As escavações foram feitas entre janeiro e maio deste ano por quase todo o terreno onde agora estão sendo feitas as obras de construção dos apartamentos. São 1.207 fragmentos de louças, a maioria importadas, e 1.068 vidros que representam garrafas do século 19, também importadas, mostrando toda a pujança daquela elite que habitou a região sobretudo nas duas últimas décadas dos 1.800 e nos primeiros anos do século 20.
A alta sociedade santista se mudou para o Paquetá no século 19, quando o centro da cidade passou a ser muito movimentado. Já havia ocupação no Paquetá desde 1820, mas a expansão se deu, de fato, a partir de 1860, com a estação ferroviária da São Paulo Railway no Valongo. O Porto de Santos tornou-se um dos mais conectados com o mercado global e a chegada da ferrovia acelerou a mercantilização do porto e a circulação de pessoas.
Os movimentos para ocupar o Paquetá se iniciaram em 1820, se estendendo principalmente até 1880. No entanto, a expansão realmente significativa do bairro se iniciaria principalmente a partir da década de 60 dos oitocentos, com a chegada da estação ferroviária no Valongo da São Paulo Railway, deixando o escoamento do café para o mercado internacional facilitado e contribuindo para tornar o porto de Santos um dos mais conectados com o mercado global.
Com a expansão do porto de Santos, ainda no final do século 19, aquela elite que construiu os casarões acabou abandonando o bairro para localidades de mais calmaria, como eram o Boqueirão e o Gonzaga.
A classe alta deixou os casarões e um rastro de objetos que, agora reconstituídos, desenham o glamour com que viviam essas pessoas. Entre a cerâmica e as louças, há faiança fina, louças francesas e inglesas, todas com pinturas que remontam as ilustrações da moda na época. Nas pinturas, a predominância da cor azul e as estampas florais, pintadas com muita delicadeza.
Entre os produtos raros descobertos pela A Lasca, há potes de porcelana usados para guardar creme dental, um item de higiene que só era difundido no Brasil, naquela época, entre a elite. Os fragmentos dos potes revelam que três são ingleses e um é alemão.
Segundo o arqueólogo Marcelo Rolim Manfrini, responsável pelas escavações, as peças arqueológicas recuperadas pela A Lasca ficarão sob a guarda do Museu Municipal Elisabeth Aytai, de Monte Mor, a 200 quilômetros de Santos.
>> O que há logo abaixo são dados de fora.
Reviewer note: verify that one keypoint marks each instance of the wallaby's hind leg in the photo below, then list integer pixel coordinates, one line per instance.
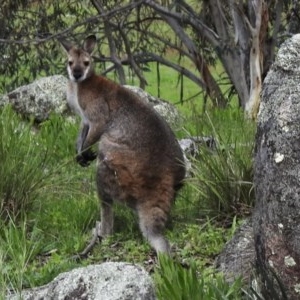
(107, 218)
(152, 224)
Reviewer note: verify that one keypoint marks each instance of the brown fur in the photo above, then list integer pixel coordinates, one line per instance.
(140, 162)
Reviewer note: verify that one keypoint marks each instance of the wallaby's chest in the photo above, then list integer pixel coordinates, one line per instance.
(73, 100)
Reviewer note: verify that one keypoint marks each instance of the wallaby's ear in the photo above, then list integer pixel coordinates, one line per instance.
(89, 43)
(66, 44)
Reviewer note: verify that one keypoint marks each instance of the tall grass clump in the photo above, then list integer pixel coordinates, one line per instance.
(23, 165)
(222, 175)
(176, 282)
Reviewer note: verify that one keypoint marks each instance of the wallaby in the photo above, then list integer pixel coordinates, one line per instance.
(139, 161)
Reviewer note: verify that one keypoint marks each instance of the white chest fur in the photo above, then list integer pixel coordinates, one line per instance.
(73, 100)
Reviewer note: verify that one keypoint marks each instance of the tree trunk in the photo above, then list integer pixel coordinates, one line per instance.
(276, 219)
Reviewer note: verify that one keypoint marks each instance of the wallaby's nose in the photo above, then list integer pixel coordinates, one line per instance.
(77, 73)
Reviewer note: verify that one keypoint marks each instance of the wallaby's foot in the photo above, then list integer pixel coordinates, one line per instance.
(95, 238)
(84, 158)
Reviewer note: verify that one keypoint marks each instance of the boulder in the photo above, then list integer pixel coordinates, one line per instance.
(48, 95)
(268, 251)
(109, 281)
(39, 98)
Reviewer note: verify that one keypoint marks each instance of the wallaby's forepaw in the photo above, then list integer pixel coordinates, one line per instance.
(84, 158)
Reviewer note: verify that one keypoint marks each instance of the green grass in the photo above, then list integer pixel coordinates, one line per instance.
(48, 206)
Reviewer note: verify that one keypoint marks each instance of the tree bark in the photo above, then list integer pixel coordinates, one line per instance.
(276, 220)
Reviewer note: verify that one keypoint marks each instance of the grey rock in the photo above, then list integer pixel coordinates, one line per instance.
(237, 258)
(39, 98)
(276, 222)
(48, 95)
(267, 251)
(107, 281)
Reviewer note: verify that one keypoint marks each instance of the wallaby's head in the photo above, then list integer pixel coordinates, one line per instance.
(79, 59)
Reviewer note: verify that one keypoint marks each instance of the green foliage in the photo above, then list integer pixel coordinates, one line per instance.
(23, 166)
(222, 177)
(176, 282)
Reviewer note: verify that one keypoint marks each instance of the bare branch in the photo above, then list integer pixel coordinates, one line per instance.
(71, 28)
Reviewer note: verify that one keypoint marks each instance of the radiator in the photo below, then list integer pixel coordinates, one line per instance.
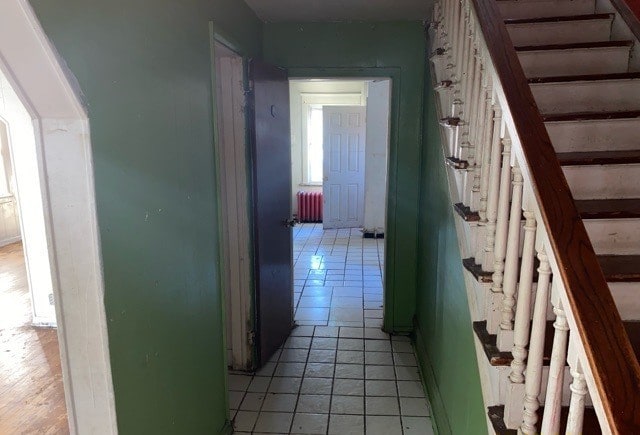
(310, 206)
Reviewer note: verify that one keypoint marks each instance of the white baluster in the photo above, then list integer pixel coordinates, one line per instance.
(523, 310)
(533, 379)
(477, 144)
(487, 143)
(493, 188)
(511, 258)
(553, 400)
(514, 406)
(578, 395)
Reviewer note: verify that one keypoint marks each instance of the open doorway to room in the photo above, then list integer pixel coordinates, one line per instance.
(339, 147)
(335, 370)
(32, 396)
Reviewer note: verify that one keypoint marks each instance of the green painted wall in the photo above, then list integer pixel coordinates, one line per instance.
(144, 68)
(390, 49)
(444, 336)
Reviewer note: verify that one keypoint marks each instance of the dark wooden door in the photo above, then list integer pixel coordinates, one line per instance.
(271, 207)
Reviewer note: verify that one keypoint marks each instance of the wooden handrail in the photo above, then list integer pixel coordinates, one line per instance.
(608, 350)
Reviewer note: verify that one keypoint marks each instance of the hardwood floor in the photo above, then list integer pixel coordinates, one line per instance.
(31, 391)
De acordo com ele, o sítio foi identificado no âmbito do Processo IPHAN n° 01506.000592/2021-74 e, ao longo das escavações de salvamento e monitoramento, foram coletadas quase 3.000 peças, como pode ser visto abaixo.
O Presidente da COHAB Santista, Maurício Prado, explicou a importância das descobertas na obra: “Santos, por se tratar de uma cidade histórica, falando especificamente no bairro do Paquetá, já tínhamos conhecimento que no século XIX a área havia sido ocupada pela alta sociedade que aqui morava. Dentro do processo de revitalização do Centro Histórico da Cidade, é de suma importância a construção de moradias de interesse social, mas também, o trabalho de escavação e pesquisas de materiais que possuem representatividade e valor histórico. Então, essa descoberta foi um grande ganho, um trabalho conjunto para que se possa revitalizar e, ao mesmo tempo, conhecer mais sobre as pessoas que moraram naquele local, servindo de acervo para contar um pouco da História do Brasil e dos imigrantes que muitas vezes chegaram a nosso país pelo Porto de Santos”.